May is national meditation month! There is no time like the present to begin a mediation practice. You may be saying but Celine, why should I meditate? My guess is that you decided to check out this article because you have been struggling with anxiety. Let’s explore how using mindfulness and meditation can ease anxiety and help you to feel calm and easy:
1) Helps to rewire the brain
A lot of the time anxiety is caused by worry of future events and not being able to control them. Meditation and mindfulness teaches us how to be aware and present in the moment. This gets you out of your head and into your body. In mindfulness and meditation one uses their breath and their five senses to help them to ground in present. A study in 2010 done by the Proceedings of the National Academy of Sciences found that our brains can change with as little as 11 hours of meditation. That isn’t even a full 24 hr day!!! It affects the white matter in the brain that connects the anterior cingulate cortex (ACC). The ACC helps us to regulate our emotions, thoughts and behaviors. Doesn’t it seem worth it to take 10- 30 minutes to help us to become more aware and less anxious?

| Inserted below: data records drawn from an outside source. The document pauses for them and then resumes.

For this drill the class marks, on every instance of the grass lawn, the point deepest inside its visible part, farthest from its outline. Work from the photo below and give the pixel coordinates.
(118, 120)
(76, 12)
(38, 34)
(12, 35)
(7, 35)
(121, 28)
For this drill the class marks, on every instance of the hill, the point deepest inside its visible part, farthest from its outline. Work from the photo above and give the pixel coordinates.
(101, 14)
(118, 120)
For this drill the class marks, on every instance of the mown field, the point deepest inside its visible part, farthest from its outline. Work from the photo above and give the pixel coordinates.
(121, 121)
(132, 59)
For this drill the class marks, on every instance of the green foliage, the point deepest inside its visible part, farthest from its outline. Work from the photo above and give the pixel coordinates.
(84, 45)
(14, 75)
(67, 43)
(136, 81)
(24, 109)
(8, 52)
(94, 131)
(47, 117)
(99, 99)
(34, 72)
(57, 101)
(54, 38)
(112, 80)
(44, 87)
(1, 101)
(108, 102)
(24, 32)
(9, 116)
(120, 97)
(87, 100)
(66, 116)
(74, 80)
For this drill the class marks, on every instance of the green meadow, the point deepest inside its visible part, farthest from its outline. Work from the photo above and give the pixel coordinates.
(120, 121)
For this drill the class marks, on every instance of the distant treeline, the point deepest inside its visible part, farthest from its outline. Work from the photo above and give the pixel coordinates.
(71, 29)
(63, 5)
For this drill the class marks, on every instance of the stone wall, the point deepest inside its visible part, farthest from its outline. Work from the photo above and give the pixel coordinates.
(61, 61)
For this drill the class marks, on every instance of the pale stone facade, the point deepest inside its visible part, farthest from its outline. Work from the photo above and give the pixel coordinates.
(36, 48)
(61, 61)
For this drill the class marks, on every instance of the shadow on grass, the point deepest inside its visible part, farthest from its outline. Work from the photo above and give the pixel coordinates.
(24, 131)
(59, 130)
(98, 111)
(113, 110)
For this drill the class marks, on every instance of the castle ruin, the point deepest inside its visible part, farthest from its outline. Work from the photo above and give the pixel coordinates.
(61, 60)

It is simply sitting silently, witnessing the thoughts, passing before you. Just witnessing, not interfering not even judging, because the moment you judge you have lost the pure witness. The moment you say “this is good, this is bad,” you have already jumped onto the thought process. ― Osho
2) Teaches you to Breathe deeply
The basic practice of meditation is to focus on and become aware of your breath and use it as an anchor for the present moment. In previous articles I have discussed the importance of breathing. Since 80 percent of Americans only breathe thoracically, it is a serious problem, breathing this way causes stress and anxiety. So if you are spending at least a 5 minutes where you are being actively conscious of your breath, you are on your way to making it a habit when you are not meditating. The more you practice meditating and using your breath as your point of awareness, the more you will notice in your normal life that you are not breathing fully, and deeply.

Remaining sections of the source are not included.